Registrars Try To Make Voting Easy But There Are Snafus
County registrars are trying to make the voting process as easy as possible in the primary election, but the disabled may encounter problems in some places.
Monday, June 5, 2006
Sacramento County elections manager Brad Buyce has a few tips for voters. First of all, he says, check for your polling place on your sample ballot:
We have consolidated a little bit heavier for this election in a cost saving measure, so your polling place might have changed.
Buyce also says it’s far too late to mail in your absentee ballot, so instead, you should take it directly to a polling place. In Yolo County, there is a problem at the polls. The County did not meet the federal government’s deadline to add devices to allow disabled people to vote unassisted. Clerk-Recorder Freddie Oakley says it’s because the Secretary of State did not okay the devices she’d purchased.
I feel that this is a huge moral failure on my part not to have prevailed in my desire to accommodate voters with special needs. I think it’s a dreadful, dreadful thing.
Dan Kysor with the California Council of the Blind thinks it’s a dreadful thing too, and blames Oakley for poor planning.
It means that disabled voters, in Yolo County anyway, cannot vote in an independent, private, verifiable manner. I’m visually impaired, so I would have to have somebody read me that ballot and trust that that person’s going to vote the way that I hope that they vote.
The Secretary of State says a handful of Counties did not comply with the Help America Vote Act this election, but are taking other steps to help disabled voters.

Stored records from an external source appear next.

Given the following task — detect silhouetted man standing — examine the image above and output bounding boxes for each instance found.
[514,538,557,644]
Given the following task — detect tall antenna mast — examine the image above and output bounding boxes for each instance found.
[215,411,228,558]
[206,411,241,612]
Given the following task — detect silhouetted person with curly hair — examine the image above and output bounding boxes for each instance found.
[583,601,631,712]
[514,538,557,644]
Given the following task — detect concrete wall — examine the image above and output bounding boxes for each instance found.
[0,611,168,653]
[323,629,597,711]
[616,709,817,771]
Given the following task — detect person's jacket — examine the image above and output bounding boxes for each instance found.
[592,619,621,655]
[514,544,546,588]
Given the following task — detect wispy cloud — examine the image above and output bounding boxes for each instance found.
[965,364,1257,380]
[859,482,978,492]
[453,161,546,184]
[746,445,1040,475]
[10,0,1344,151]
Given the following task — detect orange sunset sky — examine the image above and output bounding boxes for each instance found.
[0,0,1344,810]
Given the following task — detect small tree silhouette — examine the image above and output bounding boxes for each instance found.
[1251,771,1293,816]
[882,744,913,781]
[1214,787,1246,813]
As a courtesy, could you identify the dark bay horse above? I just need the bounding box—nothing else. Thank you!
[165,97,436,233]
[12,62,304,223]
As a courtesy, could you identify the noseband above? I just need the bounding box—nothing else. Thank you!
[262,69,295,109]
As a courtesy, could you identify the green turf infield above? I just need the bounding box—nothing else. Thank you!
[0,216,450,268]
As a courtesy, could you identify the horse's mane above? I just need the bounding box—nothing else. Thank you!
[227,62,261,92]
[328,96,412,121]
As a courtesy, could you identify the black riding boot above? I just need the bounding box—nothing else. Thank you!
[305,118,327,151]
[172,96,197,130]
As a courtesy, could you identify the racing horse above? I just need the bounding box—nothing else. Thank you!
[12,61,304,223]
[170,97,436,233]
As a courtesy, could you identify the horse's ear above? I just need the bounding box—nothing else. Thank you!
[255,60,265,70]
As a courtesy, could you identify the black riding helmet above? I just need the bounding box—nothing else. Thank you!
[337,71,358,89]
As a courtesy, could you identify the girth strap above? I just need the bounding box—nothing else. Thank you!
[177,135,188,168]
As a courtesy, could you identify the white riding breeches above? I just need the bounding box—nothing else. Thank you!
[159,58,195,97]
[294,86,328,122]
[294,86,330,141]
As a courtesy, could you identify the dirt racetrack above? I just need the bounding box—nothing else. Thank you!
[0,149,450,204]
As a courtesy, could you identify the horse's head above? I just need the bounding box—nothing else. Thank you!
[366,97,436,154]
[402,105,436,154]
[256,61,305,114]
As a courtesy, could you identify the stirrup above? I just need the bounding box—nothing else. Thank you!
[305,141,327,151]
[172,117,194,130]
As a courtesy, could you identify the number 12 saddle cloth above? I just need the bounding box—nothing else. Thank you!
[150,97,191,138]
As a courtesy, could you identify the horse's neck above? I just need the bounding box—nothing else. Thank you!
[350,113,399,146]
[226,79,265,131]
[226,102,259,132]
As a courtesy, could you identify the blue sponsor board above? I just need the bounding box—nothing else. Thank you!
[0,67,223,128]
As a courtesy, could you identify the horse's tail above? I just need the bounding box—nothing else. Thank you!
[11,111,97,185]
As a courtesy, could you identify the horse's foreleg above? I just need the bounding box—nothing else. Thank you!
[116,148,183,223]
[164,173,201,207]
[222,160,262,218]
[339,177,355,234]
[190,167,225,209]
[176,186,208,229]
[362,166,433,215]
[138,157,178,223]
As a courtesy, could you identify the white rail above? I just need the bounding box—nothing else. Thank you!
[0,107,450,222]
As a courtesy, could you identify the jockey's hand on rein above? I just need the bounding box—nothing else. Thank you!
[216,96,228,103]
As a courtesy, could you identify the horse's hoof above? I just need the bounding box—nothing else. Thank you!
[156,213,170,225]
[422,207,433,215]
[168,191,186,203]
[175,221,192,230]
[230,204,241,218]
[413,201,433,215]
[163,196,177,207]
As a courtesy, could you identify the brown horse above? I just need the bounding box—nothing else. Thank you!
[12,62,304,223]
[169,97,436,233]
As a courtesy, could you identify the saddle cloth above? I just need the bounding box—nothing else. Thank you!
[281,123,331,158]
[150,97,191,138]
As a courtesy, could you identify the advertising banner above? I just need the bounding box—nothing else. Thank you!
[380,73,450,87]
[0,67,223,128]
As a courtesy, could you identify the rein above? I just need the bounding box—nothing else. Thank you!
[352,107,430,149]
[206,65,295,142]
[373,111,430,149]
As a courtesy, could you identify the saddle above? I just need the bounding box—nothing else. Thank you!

Kim Alexander, with the non-partisan CalVoter Foundation says California is doing better than most states:
The Department of Justice is looking at all 50 states, and the fact is, that overall, California is much more compliant with the federal accessibility law than many other states will be for this election.
Polls close at eight this evening. Elections officials urge voters to fill out their sample ballot before heading to the polls. They say it will make the voting experience easier and quicker.